Making use of our own strengths can get us to the point when we feel best, as we are engaged in an activity that brings us the greatest joy. Moments like this offer us the best opportunity to grow. It brings an intensive feeling of satisfaction, too. Once we have identified our strengths, start building on them. Let us make these strengths a part of the practice and use them in our lives every day.
2. A failure is a means of learning
From now on, if we fail or make a mistake, let us take it as an opportunity to learn. It does not mean we are bad. It only means we have acquired a new bit of experience. We have learned another thing that does not work. We have remained just as good and worthy as ever before.
3. Self-assurance needs to be kept up
The safest thing to do is to surround ourselves with the right people and stop meeting those who put down our self-confidence. Positive action and influencing others is, sadly, rather slow and significantly weaker in effect than when another person puts us out within only a few moments. Therefore, leave those who put us down where they are. We frequetly settle for living in the environment that suppresses our identity and aspirations. We sometimes let people belittle our achievements, insult us and generally have a bad influence on us.
Also, consider well whether they are people who do put us down, trying to harm us, or they are just intent on taking advantage of us. The process of learning new things is mostly accompanied by troublesome situations, lack of understanding from the side of others etc. It happens just because we do not possess some of the knowledge other people might have already acquired, although we have yet to learn it.

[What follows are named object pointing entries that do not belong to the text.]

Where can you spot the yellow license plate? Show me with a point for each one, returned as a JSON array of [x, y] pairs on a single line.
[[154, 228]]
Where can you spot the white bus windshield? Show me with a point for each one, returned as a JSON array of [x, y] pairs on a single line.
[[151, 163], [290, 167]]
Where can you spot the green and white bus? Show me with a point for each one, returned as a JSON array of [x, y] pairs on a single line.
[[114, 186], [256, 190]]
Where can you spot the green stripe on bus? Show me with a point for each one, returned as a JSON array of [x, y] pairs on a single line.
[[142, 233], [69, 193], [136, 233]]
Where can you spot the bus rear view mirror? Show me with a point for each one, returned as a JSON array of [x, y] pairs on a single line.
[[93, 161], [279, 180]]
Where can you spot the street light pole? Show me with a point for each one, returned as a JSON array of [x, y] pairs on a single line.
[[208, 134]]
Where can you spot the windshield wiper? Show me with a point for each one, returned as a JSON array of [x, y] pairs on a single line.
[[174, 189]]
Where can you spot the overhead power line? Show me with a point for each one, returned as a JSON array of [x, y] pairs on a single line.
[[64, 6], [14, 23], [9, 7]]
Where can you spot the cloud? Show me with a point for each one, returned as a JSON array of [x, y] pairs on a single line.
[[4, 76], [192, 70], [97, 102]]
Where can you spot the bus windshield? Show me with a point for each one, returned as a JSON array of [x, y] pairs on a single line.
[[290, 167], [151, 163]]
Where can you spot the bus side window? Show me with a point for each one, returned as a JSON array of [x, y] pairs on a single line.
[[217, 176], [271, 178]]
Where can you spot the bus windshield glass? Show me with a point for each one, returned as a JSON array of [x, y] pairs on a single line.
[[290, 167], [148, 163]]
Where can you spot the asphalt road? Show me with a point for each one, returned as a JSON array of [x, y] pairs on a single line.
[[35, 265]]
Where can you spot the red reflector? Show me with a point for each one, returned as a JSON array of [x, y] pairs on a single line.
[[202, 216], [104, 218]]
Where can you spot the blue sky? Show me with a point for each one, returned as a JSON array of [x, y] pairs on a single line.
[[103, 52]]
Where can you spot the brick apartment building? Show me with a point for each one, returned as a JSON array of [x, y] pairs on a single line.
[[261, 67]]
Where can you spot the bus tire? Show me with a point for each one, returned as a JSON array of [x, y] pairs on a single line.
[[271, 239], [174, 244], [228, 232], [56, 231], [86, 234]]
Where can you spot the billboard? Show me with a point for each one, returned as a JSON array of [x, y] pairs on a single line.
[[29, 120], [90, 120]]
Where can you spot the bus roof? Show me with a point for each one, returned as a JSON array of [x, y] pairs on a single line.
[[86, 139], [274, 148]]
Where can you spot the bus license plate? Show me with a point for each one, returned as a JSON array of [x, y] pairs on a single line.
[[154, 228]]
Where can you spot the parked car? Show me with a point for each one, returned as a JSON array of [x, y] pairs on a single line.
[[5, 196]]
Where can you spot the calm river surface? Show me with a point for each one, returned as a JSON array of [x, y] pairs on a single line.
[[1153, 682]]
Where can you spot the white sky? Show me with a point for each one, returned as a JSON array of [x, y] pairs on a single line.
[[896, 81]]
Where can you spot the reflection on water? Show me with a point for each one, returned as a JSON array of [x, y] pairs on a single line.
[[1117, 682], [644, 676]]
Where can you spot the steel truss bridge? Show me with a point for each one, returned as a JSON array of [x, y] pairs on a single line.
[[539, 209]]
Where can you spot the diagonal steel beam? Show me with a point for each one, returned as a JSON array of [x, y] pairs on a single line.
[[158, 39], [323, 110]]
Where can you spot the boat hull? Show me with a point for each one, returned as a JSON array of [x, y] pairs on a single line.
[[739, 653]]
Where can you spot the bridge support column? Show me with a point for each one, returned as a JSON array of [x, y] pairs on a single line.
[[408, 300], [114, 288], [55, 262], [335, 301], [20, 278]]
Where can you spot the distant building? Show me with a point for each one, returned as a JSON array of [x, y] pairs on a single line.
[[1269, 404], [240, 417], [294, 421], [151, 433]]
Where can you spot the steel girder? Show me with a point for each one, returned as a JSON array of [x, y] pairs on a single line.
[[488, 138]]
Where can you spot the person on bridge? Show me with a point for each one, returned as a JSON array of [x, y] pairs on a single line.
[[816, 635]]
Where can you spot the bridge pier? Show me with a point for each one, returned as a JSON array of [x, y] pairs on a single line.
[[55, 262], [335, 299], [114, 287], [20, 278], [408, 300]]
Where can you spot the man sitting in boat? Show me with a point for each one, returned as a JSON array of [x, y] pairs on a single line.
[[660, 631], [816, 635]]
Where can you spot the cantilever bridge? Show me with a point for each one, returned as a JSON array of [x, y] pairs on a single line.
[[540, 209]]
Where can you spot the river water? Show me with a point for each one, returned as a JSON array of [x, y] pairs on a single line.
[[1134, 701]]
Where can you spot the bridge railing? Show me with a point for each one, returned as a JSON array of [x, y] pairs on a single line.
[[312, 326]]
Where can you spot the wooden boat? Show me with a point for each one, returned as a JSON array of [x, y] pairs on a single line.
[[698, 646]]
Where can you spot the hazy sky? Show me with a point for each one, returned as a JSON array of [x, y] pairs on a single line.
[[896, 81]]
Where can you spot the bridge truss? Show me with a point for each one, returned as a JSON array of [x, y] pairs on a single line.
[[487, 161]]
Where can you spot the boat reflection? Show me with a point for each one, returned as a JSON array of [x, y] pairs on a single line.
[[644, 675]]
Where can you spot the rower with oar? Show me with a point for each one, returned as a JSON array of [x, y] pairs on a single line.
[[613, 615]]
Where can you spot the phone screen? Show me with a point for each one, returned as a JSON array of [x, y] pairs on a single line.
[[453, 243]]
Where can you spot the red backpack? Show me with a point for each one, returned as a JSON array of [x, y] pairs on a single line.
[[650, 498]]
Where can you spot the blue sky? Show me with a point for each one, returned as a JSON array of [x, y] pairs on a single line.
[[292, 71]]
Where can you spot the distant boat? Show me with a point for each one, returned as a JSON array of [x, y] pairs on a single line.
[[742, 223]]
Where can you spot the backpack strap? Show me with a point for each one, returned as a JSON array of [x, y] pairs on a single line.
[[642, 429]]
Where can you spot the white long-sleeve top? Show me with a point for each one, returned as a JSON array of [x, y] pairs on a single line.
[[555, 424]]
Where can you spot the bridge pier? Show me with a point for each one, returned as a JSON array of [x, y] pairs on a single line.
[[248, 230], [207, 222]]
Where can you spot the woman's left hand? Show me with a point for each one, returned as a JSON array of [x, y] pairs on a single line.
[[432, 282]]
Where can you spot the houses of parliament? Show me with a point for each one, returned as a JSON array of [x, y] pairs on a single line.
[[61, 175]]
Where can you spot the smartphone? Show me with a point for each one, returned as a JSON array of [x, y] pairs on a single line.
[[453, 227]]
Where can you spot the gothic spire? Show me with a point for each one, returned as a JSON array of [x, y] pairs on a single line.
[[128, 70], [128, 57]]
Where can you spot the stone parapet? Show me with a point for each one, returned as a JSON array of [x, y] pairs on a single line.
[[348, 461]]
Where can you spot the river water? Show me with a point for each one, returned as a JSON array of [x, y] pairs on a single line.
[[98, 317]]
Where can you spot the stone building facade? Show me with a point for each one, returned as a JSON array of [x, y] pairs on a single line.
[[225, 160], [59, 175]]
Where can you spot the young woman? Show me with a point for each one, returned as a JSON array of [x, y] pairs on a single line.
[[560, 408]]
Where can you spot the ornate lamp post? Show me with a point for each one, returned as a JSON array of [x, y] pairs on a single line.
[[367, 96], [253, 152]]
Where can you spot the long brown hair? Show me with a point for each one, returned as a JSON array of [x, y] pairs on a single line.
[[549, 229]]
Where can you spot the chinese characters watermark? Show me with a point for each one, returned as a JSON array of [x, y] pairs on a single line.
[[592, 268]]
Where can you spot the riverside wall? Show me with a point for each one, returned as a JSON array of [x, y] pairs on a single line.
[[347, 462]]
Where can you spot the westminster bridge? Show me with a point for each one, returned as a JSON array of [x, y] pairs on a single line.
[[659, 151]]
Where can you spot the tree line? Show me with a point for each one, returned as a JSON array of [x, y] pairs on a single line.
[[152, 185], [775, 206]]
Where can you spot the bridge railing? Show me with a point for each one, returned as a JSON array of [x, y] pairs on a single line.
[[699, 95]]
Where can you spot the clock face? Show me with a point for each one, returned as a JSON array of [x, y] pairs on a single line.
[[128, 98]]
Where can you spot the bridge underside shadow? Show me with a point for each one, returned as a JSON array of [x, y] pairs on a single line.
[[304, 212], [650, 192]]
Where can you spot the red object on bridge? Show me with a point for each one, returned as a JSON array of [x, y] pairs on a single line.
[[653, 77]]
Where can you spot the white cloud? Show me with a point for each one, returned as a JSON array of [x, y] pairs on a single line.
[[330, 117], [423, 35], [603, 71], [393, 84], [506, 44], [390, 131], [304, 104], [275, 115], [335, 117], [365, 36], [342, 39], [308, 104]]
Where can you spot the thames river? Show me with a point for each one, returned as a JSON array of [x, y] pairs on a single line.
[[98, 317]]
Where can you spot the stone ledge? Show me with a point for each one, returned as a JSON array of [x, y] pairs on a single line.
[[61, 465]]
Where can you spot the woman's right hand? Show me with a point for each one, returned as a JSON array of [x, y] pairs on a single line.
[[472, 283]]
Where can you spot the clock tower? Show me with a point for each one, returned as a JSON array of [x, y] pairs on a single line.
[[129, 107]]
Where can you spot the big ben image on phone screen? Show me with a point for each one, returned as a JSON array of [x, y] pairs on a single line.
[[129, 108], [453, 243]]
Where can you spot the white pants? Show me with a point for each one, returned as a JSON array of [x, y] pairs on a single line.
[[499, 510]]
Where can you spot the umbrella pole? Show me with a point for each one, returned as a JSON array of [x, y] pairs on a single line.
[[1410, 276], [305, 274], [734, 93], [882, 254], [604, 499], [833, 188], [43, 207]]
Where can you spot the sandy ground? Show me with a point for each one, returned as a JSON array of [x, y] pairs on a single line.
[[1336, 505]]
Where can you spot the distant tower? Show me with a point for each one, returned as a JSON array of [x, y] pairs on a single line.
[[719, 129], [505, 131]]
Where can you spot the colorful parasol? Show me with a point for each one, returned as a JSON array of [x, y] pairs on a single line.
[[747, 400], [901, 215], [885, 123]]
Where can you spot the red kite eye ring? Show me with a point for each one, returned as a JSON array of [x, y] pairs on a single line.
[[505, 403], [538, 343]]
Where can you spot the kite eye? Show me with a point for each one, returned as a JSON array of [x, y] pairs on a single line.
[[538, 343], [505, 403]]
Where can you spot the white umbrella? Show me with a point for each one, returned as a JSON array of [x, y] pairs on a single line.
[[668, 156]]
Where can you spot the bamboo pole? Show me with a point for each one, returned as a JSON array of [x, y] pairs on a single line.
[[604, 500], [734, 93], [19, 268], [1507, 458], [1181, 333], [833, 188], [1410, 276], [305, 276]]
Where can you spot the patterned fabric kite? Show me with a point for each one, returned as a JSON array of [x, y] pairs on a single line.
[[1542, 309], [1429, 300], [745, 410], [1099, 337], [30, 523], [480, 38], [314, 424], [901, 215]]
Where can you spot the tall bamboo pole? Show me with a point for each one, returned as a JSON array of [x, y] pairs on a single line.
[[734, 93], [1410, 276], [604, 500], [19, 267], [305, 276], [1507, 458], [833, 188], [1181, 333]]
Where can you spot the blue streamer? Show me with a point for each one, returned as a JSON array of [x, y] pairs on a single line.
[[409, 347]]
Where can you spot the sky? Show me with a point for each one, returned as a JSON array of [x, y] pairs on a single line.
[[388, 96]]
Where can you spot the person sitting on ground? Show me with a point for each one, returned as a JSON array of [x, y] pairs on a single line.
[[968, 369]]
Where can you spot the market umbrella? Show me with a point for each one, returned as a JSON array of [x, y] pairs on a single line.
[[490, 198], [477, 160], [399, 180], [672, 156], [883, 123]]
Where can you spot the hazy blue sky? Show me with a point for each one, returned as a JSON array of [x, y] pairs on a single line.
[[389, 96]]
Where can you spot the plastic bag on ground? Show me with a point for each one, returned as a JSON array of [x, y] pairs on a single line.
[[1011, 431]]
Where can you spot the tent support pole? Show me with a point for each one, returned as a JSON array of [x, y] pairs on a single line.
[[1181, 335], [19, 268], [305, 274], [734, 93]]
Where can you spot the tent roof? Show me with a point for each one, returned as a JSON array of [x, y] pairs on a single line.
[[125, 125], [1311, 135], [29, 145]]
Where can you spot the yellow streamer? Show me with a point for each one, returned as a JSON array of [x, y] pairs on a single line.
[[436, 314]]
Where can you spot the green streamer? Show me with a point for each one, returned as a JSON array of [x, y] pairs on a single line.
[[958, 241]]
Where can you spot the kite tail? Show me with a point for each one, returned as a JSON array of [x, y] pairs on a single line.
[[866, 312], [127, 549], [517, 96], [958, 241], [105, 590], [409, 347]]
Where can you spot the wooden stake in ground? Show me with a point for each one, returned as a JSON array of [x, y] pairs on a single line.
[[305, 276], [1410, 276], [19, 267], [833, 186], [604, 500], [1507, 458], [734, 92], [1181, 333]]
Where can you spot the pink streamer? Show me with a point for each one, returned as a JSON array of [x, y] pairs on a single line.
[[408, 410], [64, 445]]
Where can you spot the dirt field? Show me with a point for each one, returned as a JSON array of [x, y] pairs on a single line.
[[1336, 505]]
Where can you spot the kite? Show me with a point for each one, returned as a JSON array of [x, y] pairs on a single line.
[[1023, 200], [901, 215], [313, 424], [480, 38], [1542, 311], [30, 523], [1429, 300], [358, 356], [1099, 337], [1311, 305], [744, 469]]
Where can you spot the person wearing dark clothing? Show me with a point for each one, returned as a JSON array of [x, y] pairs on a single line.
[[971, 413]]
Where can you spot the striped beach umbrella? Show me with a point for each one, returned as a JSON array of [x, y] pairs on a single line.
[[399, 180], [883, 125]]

4. Practise self-appraisal
It is very important to know how to appraise ourselves for what we have achieved, for our successes as well as the little details of every day. For our dreams do consist of all those petty little things of our lives. The lack of self-confidence has been determined by our upbringing, the environment we grew up in. If one gets little love, support, trust and motivation since early in live, it will surely reflect in their reduced self-confidence. Everybody deserves love, respect and freedom.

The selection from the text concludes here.